Письмо XIII. Д. Ц. - С. Л.
Письмо XIII. Д. Ц. - С. Л.
5 сентября 2001
Прощай, гордыня
Летние вакации в нашей переписке позволили мне предаться мыслишкам на кое-какие общие темы, не связанные крепко с трепетаньями действительности.
Например: равны ли люди?
Конечно, конечно же, люди равны! А как же! Согласиться с обратным значило бы признать, что наши деды и отцы, семь десятилетий потратившие на утверждение социального строя, основанного на идее равенства, прожили свою жизнь зря. Но мы ведь не можем такого признать - а то, не ровен час, додумаемся до того, что и наша собственная жизнь проходит не очень чтобы осмысленно - большей частью в хлопотах своекорыстия, но никак не в служении высшему или хотя бы в помышлении о нем.
Нет, люди равны: трудовыми книжками, местами в очереди, одинаково напряженными, тупо-мучительными выражениями лиц в паспортах, наконец, в качестве пушечного мяса. Они до последнего пытаются отличиться - хотя бы отделкой гроба, но увы - содержание гробов представляет разницу разве что для судмедэксперта.

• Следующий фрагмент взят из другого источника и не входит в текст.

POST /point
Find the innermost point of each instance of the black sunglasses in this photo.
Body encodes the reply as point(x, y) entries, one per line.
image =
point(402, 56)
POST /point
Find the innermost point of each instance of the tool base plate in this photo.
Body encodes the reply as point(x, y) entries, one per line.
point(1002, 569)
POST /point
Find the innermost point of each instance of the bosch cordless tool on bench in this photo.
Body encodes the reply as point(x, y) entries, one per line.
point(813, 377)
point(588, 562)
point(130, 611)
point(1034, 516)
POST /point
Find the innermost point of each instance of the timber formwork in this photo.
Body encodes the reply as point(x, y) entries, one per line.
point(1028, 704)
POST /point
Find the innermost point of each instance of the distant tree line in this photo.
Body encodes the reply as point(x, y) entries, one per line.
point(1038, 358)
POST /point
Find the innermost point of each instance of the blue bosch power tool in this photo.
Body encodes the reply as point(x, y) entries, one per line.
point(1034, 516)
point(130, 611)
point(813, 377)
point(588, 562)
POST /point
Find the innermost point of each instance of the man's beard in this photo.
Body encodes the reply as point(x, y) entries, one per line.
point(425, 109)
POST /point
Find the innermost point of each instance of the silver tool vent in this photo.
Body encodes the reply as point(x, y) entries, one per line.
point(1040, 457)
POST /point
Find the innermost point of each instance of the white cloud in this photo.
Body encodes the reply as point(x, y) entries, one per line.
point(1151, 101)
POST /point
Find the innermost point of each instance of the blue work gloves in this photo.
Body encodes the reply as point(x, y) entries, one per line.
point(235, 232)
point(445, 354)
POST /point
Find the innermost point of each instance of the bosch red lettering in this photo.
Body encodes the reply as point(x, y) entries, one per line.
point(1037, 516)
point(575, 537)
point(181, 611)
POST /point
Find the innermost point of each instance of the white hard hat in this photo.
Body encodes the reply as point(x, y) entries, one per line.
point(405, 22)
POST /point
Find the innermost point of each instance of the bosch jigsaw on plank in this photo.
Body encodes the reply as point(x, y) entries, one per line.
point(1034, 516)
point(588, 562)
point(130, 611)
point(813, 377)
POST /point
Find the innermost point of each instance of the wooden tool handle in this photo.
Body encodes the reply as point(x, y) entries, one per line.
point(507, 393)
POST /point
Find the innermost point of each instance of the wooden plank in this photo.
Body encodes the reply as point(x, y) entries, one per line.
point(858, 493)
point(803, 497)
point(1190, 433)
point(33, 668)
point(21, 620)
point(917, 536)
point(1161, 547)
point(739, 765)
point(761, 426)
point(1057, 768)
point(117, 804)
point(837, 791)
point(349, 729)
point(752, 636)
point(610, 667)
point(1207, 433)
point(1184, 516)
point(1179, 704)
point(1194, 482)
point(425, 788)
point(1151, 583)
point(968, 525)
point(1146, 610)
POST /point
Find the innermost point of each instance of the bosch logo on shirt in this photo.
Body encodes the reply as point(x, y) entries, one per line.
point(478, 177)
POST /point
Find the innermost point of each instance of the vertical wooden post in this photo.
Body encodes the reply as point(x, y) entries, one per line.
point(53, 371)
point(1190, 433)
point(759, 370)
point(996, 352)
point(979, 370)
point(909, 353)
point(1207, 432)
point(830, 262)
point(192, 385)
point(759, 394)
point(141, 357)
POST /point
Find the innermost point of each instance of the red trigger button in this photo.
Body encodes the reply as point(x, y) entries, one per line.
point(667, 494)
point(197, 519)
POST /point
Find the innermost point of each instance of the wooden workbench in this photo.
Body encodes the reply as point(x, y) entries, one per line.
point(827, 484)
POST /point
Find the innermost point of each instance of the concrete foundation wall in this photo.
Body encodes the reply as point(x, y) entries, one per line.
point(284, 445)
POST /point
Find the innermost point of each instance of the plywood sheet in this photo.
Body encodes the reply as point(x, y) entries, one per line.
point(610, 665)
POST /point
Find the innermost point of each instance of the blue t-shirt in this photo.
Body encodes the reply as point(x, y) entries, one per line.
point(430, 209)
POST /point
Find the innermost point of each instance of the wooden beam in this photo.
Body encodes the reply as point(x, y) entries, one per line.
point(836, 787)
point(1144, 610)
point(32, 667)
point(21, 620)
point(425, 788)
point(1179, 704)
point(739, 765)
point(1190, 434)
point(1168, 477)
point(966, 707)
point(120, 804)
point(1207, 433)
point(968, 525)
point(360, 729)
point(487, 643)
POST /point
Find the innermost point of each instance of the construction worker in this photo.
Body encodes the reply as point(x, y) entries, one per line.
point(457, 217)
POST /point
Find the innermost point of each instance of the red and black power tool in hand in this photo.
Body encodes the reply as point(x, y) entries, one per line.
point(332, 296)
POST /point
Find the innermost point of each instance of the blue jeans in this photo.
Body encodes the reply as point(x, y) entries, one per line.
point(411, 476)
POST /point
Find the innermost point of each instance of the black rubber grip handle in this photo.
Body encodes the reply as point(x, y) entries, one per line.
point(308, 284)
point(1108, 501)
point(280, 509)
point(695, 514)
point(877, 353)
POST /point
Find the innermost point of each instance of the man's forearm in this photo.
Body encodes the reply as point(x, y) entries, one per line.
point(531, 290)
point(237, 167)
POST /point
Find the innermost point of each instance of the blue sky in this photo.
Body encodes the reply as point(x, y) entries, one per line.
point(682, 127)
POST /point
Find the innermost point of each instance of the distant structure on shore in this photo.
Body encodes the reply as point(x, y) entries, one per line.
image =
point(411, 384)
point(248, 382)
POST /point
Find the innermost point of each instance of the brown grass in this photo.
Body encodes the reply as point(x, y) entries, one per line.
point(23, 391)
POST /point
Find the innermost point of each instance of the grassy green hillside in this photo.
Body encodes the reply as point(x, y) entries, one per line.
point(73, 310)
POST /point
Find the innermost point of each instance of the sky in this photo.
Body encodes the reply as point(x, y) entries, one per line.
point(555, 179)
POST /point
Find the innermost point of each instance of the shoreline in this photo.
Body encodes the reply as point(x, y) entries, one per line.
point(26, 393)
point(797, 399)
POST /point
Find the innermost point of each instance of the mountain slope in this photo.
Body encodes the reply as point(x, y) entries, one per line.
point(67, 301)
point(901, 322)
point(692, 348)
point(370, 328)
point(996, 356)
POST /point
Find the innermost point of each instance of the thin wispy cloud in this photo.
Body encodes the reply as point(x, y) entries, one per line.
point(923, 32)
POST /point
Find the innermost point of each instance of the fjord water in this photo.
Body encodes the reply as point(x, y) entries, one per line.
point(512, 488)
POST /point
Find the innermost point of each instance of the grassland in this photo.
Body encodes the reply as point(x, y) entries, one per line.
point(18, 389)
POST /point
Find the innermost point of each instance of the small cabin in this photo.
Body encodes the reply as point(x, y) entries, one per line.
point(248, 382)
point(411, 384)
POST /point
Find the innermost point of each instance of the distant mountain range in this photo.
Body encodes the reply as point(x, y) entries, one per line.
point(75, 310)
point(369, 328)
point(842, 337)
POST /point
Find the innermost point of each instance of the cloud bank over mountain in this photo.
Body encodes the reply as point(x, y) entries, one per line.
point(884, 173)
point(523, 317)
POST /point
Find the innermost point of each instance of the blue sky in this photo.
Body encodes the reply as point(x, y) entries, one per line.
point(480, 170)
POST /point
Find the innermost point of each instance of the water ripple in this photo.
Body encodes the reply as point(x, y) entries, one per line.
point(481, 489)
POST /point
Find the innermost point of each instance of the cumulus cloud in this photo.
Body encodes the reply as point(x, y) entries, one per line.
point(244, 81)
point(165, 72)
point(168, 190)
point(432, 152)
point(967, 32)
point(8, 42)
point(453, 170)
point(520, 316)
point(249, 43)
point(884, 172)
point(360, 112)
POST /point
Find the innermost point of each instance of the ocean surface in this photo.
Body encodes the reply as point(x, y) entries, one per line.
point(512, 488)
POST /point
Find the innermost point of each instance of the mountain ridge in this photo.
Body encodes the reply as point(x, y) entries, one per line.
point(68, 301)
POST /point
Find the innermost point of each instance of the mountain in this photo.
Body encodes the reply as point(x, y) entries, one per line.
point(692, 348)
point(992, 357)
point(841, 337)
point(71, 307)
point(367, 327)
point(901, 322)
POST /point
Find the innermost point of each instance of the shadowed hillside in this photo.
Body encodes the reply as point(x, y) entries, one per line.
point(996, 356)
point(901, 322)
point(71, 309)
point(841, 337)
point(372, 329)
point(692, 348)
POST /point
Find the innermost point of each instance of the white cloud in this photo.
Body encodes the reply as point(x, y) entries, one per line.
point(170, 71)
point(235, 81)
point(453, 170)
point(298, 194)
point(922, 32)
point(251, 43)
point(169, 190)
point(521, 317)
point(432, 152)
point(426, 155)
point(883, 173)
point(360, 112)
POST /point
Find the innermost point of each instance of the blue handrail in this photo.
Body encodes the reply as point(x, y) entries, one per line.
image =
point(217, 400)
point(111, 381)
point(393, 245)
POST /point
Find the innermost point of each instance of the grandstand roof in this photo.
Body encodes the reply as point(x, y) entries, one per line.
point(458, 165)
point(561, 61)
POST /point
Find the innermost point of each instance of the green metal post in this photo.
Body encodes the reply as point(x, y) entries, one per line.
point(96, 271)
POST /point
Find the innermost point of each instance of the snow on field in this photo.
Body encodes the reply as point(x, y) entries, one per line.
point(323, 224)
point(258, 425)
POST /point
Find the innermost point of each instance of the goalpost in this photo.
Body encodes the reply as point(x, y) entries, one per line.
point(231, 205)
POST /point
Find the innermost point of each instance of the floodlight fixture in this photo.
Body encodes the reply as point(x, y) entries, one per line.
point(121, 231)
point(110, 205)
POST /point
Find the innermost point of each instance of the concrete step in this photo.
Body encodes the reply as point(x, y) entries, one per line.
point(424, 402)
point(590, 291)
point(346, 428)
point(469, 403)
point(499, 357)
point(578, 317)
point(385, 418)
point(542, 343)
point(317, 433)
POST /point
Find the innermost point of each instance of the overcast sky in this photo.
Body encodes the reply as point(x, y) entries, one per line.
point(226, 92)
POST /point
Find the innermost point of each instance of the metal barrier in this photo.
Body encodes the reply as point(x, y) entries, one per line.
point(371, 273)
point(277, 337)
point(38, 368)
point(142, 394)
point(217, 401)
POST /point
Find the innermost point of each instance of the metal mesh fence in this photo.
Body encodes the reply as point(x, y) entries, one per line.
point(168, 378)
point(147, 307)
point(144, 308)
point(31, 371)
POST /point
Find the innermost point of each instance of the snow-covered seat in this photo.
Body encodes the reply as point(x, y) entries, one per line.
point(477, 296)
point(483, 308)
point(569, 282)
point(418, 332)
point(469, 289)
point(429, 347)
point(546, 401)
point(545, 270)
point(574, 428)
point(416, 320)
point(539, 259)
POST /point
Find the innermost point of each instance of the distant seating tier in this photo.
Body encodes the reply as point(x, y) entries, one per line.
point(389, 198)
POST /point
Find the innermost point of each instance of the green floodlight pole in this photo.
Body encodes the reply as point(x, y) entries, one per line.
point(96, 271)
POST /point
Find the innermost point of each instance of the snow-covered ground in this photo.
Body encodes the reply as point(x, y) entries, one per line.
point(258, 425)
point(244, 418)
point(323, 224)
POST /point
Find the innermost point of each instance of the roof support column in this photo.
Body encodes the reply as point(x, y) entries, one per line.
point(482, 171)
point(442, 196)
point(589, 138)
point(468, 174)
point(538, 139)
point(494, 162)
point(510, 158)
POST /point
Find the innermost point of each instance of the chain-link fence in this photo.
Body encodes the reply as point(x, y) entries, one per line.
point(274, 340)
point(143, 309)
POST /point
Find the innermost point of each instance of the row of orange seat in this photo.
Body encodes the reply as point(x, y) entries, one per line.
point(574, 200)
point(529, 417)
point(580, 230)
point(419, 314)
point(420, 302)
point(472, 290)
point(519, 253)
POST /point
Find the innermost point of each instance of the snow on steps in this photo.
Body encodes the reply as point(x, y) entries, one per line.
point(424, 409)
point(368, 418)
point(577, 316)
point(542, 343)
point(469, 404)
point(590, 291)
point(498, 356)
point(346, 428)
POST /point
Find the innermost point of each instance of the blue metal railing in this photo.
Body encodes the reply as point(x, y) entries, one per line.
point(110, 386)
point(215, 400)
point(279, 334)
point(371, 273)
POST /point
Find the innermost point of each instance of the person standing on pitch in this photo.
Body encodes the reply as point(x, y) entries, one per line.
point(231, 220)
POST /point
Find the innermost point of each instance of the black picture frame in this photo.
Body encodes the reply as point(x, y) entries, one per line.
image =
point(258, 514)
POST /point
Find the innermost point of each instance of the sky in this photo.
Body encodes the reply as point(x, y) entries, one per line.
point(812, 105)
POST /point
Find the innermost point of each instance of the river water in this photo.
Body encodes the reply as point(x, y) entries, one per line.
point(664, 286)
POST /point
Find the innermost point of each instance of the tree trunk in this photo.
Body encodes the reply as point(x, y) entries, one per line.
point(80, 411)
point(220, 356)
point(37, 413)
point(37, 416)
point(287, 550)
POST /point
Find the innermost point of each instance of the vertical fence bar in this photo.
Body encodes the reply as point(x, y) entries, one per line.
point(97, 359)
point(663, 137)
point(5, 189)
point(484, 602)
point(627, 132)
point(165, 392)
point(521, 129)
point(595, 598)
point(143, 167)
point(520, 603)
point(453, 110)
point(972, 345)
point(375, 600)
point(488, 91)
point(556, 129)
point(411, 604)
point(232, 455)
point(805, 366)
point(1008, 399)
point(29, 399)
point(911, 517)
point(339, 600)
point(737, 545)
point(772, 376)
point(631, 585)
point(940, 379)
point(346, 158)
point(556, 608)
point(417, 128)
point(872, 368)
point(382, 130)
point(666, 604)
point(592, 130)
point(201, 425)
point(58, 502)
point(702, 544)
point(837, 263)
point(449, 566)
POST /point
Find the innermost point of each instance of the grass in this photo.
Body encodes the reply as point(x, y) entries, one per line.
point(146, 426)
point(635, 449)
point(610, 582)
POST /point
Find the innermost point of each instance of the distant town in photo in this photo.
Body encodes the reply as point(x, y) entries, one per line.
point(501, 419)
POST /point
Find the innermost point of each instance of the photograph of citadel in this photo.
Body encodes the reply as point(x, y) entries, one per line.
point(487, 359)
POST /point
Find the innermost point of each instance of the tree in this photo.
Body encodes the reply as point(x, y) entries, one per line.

Есть, впрочем, такие особенные гордецы, которые не пытаются отличиться, но чувствуют себя отличными - назовем их условно поэтами. Поэтом же согласимся считать (для терминологической простоты) человека, обладающего способностями к художественной деятельности. И тут наступает многократно описанная в мировой литературе коллизия "поэт и толпа". Ее, как известно, с недосягаемой точностью изъяснили Пушкин и Блок: пока божественный глагол помалкивает, образ жизни и моральный облик поэта частенько заслуживают осуждения, однако в остальное время он таинственным образом обретает способность создавать нечто такое, что остальные ничтожные дети мира (среди которых он, повторим, только что был, может, всех ничтожней) создать не умеют, - что дает поэту некоторое право (хотя бы внутреннее) говорить: "Тебе ж недоступно все это!.. Ты будешь доволен собой и женой, Своей конституцией куцей" - и т. д. Еще вот у Кьеркегора про то же самое отлично сказано: "Жизнь поэта - жизнь несчастливца; она выше конечности, но бесконечности не достигает. Поэт видит идеалы, но он должен бежать от мира, чтобы радоваться им, он не может носить в себе эти божественные образы среди жизненной суеты, не может идти спокойно своей дорогой, без того, чтобы не быть задетым окружающей его карикатурой. Оттого жизнь поэта часто бывает предметом презренного сочувствия людей, считающих, что у них все обстоит благополучно благодаря тому, что они остались в конечности".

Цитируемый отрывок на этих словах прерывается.